Istituita nel 1954 dall’Assemblea generale dell’ONU, la Giornata internazionale dei diritti del bambino si celebra il 20 novembre, data dell’approvazione della Dichiarazione dei diritti del fanciullo nel 1959 e della firma della Convenzione internazionale sui diritti dell’infanzia da parte di 191 Stati nel 1989.
In Svizzera, la giornata 2012 pone l’accento sui diritti del bambino, confrontato con genitori o adulti che soffrono di una dipendenza.
L’Istituto internazionale dei diritti dell’infanzia (IDE) è stato fondato nel 1995 da Jean Zermatten, all’epoca presidente dell’Associazione internazionale dei magistrati della gioventù e della famiglia.
Propone un master su due anni in diritto dell’infanzia.
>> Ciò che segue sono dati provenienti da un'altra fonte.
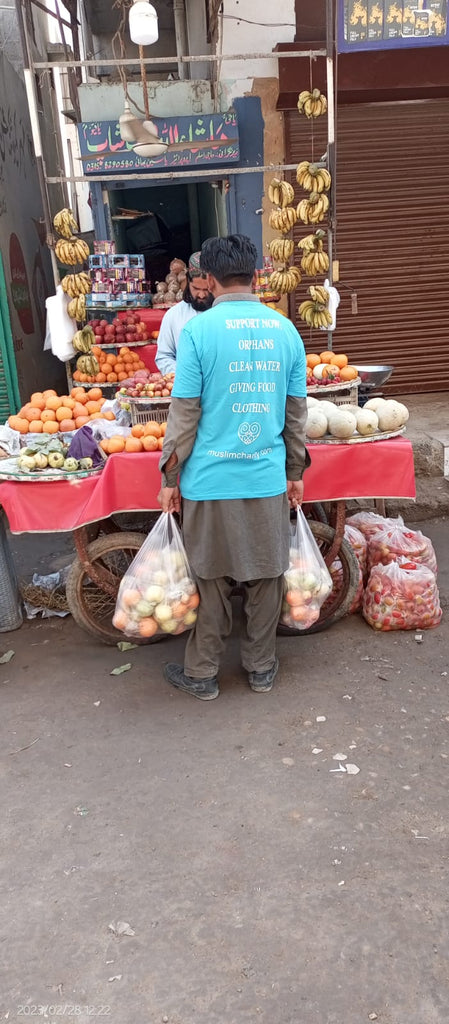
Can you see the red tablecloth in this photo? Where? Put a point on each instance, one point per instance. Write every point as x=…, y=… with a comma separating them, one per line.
x=130, y=483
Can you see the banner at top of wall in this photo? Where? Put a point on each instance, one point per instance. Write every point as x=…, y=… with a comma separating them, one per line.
x=104, y=152
x=384, y=25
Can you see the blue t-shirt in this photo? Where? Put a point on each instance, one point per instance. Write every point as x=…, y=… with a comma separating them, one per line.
x=242, y=359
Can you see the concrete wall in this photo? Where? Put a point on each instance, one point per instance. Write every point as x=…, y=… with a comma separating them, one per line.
x=26, y=258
Ha sviluppato una rete internazionale di specialisti, di magistrati e di agenzie dell’ONU.
Ogni autunno organizza un seminario internazionale a cui prendono parte 130 persone di 40 Stati.
Con la Confederazione ha inaugurato un programma di formazione nel settore della giustizia dei minori in Senegal.
Il primo gennaio 2013 entrerà in vigore il nuovo diritto tutorio federale, che sostituiranno le norme rimaste praticamente immutate dal 1912.
Il nuovo corpo legislativo intende in particolare promuovere il diritto all’autodeterminazione delle persone sotto tutela, rafforzare la solidarietà in seno alle famiglie e migliorare la protezione delle persone incapaci di discernimento.